DS: I’m a huge fan of sight gags and having watched it twice now I’ve seen even more the second time through than on the first go. Was that something that you always wanted to include a bit more in your work?

JK: Yeah, I love making connectors and Easter Eggs that are meaningful, so the trick is, like when you have the running gag involving signs on the back of the principal’s shirt, it connects 2011 to 1992 from the perspective of the principal, but at the same time I’m also foreshadowing the fact that I’m going to be discussing homosexuality in this movie from the perspective of a teacher. I’m going to talk about intolerance and things like that and I’m sort of going to let that joke fly until in finally confronts you in your face, you know?

DS: And that particular gag is something that’s hard to pull off because it’s really talking about ignorance by making fun of an ignorant perspective.

JK: I’ll definitely say one thing, and this connects to how young people react and think nowadays versus the older perspective: Detention isn’t made to be watched only once. Music videos aren’t meant to be watched only once. Those are things designed to be watched over and over again. You want to watch them a hundred times. Detention is a movie where if you get on its wavelength, you’re going to watch it many, many times and you’re going to make even more connectors out of it. It was completely designed that way. On a certain level it was a sort of music video styled dream logic threaded into the narrative so you catch something new every time. And trust me when I say I’ve loaded every scene with lots of connectors like that.

DS: The securing of the music rights for the film had been one of the things sort of holding up the release of the film, and you’ve talked about it quite a bit already elsewhere, but do you think it would have been harder for someone who didn’t have a music background like you did to pull this together?
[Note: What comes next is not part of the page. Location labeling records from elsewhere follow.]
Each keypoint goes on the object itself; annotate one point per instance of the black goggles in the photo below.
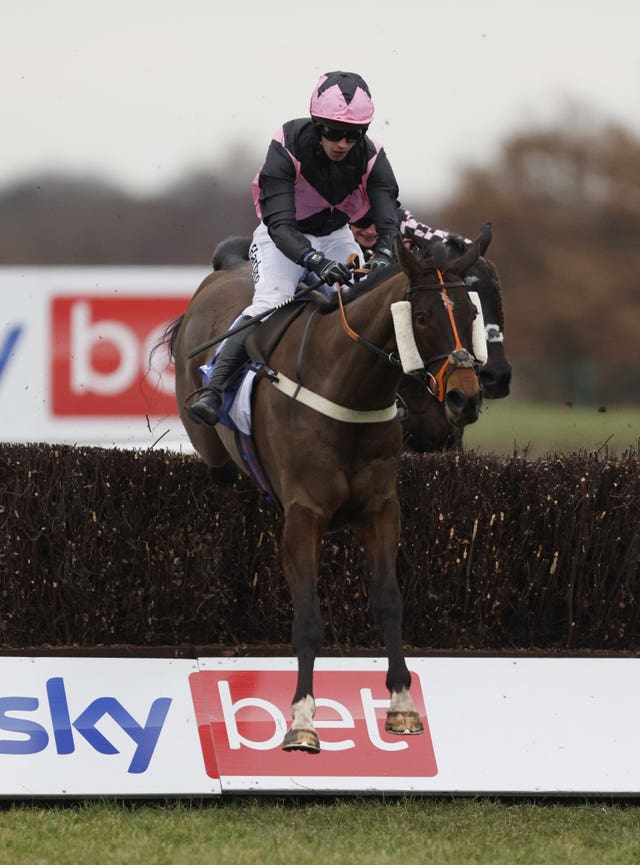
(332, 133)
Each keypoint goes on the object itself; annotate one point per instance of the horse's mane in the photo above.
(230, 253)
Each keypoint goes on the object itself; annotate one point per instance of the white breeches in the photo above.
(276, 277)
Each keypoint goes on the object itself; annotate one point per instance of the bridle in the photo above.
(458, 358)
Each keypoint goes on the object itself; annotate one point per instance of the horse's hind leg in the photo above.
(300, 558)
(380, 535)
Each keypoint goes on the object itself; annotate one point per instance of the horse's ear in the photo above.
(484, 238)
(468, 259)
(407, 260)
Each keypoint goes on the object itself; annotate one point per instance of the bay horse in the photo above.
(335, 462)
(424, 420)
(425, 424)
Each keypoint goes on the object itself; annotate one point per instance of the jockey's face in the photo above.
(336, 150)
(366, 237)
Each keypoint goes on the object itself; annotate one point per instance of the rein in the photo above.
(457, 358)
(356, 337)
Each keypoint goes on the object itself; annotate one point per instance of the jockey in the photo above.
(320, 174)
(366, 233)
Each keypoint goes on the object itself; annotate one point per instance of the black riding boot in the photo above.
(208, 408)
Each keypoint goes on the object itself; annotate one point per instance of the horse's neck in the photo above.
(370, 314)
(348, 366)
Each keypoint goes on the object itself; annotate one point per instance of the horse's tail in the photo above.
(168, 338)
(230, 253)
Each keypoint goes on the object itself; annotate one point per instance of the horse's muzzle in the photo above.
(462, 408)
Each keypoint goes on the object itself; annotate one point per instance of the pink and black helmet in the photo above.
(342, 97)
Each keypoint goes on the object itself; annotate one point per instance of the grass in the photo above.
(331, 832)
(507, 427)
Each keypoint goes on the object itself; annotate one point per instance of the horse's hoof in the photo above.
(404, 723)
(301, 740)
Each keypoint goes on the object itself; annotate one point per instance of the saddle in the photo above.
(262, 340)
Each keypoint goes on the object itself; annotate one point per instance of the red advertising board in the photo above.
(242, 716)
(100, 355)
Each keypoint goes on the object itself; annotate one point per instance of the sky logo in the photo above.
(31, 737)
(8, 345)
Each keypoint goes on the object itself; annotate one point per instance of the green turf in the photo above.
(507, 427)
(351, 831)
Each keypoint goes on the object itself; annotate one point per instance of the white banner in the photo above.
(153, 727)
(75, 349)
(99, 726)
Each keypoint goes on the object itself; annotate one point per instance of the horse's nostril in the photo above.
(456, 400)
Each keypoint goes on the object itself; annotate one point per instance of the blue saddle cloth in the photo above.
(238, 419)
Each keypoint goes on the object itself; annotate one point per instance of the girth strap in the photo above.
(326, 407)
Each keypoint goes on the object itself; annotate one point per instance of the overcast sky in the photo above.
(142, 91)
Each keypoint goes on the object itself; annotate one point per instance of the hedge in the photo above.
(106, 547)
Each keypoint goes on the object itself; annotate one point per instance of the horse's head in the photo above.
(442, 317)
(495, 375)
(482, 277)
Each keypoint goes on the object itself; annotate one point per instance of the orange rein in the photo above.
(441, 375)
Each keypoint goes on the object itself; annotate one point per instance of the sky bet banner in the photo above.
(75, 354)
(75, 727)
JK: It would have been impossible to make this movie without my connections. Zero. Zero chance. I think 50 Cent would have asked for a million dollars for a single track alone, and we have 30 monster tracks in this movie, and it took a year to put the soundtrack together just on a legal and financial level, but I think it was very important that this movie has this music in it because I think if I put in a bunch of tunes that no one had ever heard of it would’ve eliminated a big piece of the pop commentary I’m doing here, and if that shared experience of the pop lexicon was missing, it would have just crushed the movie. We wouldn’t have given you the experience that you needed.

DS: Do you think it’s hard when you’re trying to put a soundtrack together like this and you know already that a song is going to be the butt of a joke to try and explain to people what the joke is all about?

JK: Yeah. What was really hard was that I had a Backstreet Boys song in a flashback and then I had to do a grunge rock song immediately afterwards, and EVERY grunge rock band turned us down because they have no sense of humour. (laughs) They did not want to seem dated and they want to produce albums and still seem like they’re relevant, which they’re not. Luckily, I had worked with Courtney Love, so she handed over one of her songs from Hole for me.

DS: The DVD and Blu-ray for the film also comes with an interesting commentary track that you guys call Cheat Mode, where it’s this equally stylized and fast moving picture-in-picture examination of the film that’s somehow able to keep up with everything that was going on in the film. How did that come together?

JK: It’s funny because the studio didn’t have any money to produce any special features for it, so I just shot everybody against my living room, edited it on my AVID, and just pumped it out that way.

DS: You also let a lot of the supporting cast and crew have their say on things, as well, instead of just having you and Josh Hutcherson front and centre for the whole thing.

JK: Yeah. This really was a special production for all of us. The cast and crew were really deeply connected. It was really interesting because a lot of the kids were the same age, and for a lot of them it was their first thing. And this was also before Josh had moved on to The Hunger Games and became a superstar. There was just this wonderful sort of bonding on set and I hope that special feature brings out that we really did like each other a lot.